Momento que llegaría cuando los minutos expusieron problemas bases de Brasil. Con dos laterales que no atacan -como históricamente lo han hecho- ni tampoco defienden. Japón se adelantó, confió y empezó a presionar en bloque intensamente. Primero un error de Casemiro que quedó en nada, luego otro de Douglas Santos. Hasta que llegó la pifia de Danilo que Kaishu Sano transformó en golazo. Aceptó el regalo, encaró entre dos a mucha velocidad y sacó un derechazo letal.

La alegría de los brasileños (REUTER).

Vini era más lo que amenazaba que lo que concretaba. Paquetá como las últimas versiones de Paquetá, un indolente. Casemiro corriendo mal la cancha y los hinchas brasileños que no salían de su sorpresa. Japón ya no era ese que esperaba y nada más…

Ancelotti leyó rápido que había que sacar a Paquetá (además lesionado) y a la par ocurrieron dos cosas fundamentales: por un lado, Vini se puso en modo Real Madrid y por el otro, Japón cometió el error de volver al esquema del comienzo: aguantar y ver si salía una contra. Y justamente, darle la pelota a Brasil -aunque sea esta versión de Brasil- es pegarse un tiro en el pie.

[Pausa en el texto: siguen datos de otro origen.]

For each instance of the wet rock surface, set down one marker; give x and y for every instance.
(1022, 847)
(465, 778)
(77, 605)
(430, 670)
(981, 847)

La Canarinha tuvo quince minutos de esos que dan miedo. Duró poco, pero lo suficiente para que Vinicius hiciera destrozos y que Casemiro, que venía jugando un partido de discreto para malo, equilibrara con un buen gol de Cabeza. A Japón lo habían salvado los centrales, el arquero, mil carambolas pero así no podía susbistir en la Copa del Mundo.

Suena raro decirlo, pero al final el gol les hizo bien a los japoneses, que mientras los brasileños festejaban, se juntaron a hablar todos juntos en mitad de cancha. No necesitaban que el técnico les avisara que debían volver a intentar lo que les había permitido jugarles de igual a igual ante su rival. Presión, salida rápida y vertical, apostar a Ueda, ese 9 que juega con la 18 en la espalda y no perdió ni un duelo con los centrales brasileños.

Brasil siguió siendo el protagonista, es cierto, pero Japón tuvo un par de contras y más posesión como para advertir que estaba en cancha. La Vinidependencia era total, pero había partido nuevamente. El tema es que a Japón, esto de faltarle el respeto a un grande, nunca lo sintió. No combina con su idiosincrasia. La camiseta verdeamarela fue demasiado para ellos. Y a dos minutos del final cometieron un error, luego de haber recuperado la pelota, que terminó en los pies de Martinelli.

Los octavos ya tienen a Vini y compañía. Les alcanzó con algunos minutos de buen juego y con que el rival todavía no esté preparado para semejante desafío de bajar un grande. Ahora, Brasil aún no ha aparecido en el Mundial. Se viene Noruega o Costa de Marfil en la siguiente instancia.